Features

Three books you can binge on during the Eid lockdown

 
Against the Loveless World

Susan Abulhawa

Palestinian American writer and political activist Susan Abulhawa is back with this searing and lyrical story set in Kuwait, Jordan, and Palestine under Israeli occupation. Against the Loveless World is centred around young Palestinian refugee Nahr who tries desperately to survive as she is swept from place to place in search of a better place eventually becoming radicalised on the process. Lauded as one of Abulhawa's strongest narratives with better story delivery than her previous Mornings in Jenin (2010) and The Blue Between Sky and Water (2015), ATLW is ultimately a celebration of the power of Palestinian women.



The Bamboo Stalk

Saud Alsanousi

The 2013 winner of the International Prize for Arabic Fiction, 'The Bamboo Stalk is a daring work that looks objectively at the phenomenon of foreign workers in Arab countries and deals with the problem of identity through the life of a young man of mixed race, Jose, who returns to Kuwait, the ‘dream’ or ‘heaven’ which his mother had described to him since he was a child.' What makes this book captivating is the reality of the struggle of the dual identity of the protagonist.

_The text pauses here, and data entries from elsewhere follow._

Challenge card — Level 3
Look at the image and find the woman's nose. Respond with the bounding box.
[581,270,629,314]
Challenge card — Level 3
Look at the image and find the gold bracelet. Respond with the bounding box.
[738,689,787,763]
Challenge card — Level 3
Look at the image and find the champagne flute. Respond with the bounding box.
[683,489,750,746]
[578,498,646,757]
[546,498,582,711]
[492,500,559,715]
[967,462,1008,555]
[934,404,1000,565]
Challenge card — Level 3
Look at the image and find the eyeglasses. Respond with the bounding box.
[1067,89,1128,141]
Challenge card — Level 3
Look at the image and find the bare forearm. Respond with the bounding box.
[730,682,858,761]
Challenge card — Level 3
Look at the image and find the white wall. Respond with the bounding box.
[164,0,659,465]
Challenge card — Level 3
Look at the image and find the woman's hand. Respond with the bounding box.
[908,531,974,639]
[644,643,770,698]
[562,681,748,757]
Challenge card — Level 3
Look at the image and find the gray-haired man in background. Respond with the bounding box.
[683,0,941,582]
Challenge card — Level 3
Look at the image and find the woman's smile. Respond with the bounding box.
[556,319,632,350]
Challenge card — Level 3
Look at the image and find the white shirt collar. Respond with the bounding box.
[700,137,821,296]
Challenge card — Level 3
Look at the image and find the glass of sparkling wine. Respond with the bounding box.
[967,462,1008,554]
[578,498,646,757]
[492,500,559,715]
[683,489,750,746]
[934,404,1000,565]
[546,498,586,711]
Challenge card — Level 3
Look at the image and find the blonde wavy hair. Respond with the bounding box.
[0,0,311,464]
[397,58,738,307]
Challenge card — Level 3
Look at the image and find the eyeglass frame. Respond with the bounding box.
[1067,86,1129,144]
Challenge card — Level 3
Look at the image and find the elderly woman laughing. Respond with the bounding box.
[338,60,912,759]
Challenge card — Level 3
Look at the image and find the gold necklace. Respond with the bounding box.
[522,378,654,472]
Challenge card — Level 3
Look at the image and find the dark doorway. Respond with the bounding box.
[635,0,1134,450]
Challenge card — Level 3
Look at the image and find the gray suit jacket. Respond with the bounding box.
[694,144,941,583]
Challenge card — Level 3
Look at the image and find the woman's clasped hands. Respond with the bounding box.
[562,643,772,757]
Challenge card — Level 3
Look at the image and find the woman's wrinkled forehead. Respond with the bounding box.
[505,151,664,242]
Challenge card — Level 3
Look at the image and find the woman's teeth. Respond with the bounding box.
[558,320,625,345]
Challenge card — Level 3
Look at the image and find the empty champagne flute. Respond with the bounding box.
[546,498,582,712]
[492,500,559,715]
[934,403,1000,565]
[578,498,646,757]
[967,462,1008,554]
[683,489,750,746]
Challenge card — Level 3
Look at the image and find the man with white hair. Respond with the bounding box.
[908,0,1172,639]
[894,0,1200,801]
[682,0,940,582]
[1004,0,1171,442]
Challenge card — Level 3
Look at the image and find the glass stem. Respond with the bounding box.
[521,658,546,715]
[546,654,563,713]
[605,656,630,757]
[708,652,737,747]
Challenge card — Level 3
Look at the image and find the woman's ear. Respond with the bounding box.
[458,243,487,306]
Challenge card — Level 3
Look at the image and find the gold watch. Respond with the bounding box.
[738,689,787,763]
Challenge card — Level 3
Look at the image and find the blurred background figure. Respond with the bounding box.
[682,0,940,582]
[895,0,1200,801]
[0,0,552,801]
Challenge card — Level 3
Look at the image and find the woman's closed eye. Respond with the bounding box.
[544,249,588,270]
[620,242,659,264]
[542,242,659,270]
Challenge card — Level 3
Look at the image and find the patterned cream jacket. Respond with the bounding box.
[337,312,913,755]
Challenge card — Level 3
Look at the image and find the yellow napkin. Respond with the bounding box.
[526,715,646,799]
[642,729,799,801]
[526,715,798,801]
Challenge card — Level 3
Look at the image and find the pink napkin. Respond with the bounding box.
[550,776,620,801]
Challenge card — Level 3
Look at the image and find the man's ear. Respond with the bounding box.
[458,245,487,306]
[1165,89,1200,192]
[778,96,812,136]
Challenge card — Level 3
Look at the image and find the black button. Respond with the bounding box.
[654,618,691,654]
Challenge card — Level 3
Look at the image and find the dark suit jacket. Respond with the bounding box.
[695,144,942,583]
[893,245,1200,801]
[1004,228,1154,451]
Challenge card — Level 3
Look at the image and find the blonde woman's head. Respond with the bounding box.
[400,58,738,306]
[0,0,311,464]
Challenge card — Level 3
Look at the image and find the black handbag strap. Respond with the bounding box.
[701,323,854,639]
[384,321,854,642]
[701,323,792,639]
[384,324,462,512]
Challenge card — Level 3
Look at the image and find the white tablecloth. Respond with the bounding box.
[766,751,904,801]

Kuwaiti novelist and journalist Alsanousi has masterfully written a literary gem that's reflective of many emerging stories happening within the Middle East.



The Hakawati

Rabih Alameddine

Lauded as a modern Arabian Nights, Lebanese-American painter and writer Rabih Alameddine poignantly take readers from the dunes of ancient Egypt to the war-ravaged 21st-century Lebanon.

Centred around Osama al-Kharrat who returns to Beirut from America to attend his father's vigil, the story untangles some of the most fascinating tales of the Middle East reconnecting friends and families who find solace in gossips, laughter, and, above all, stories.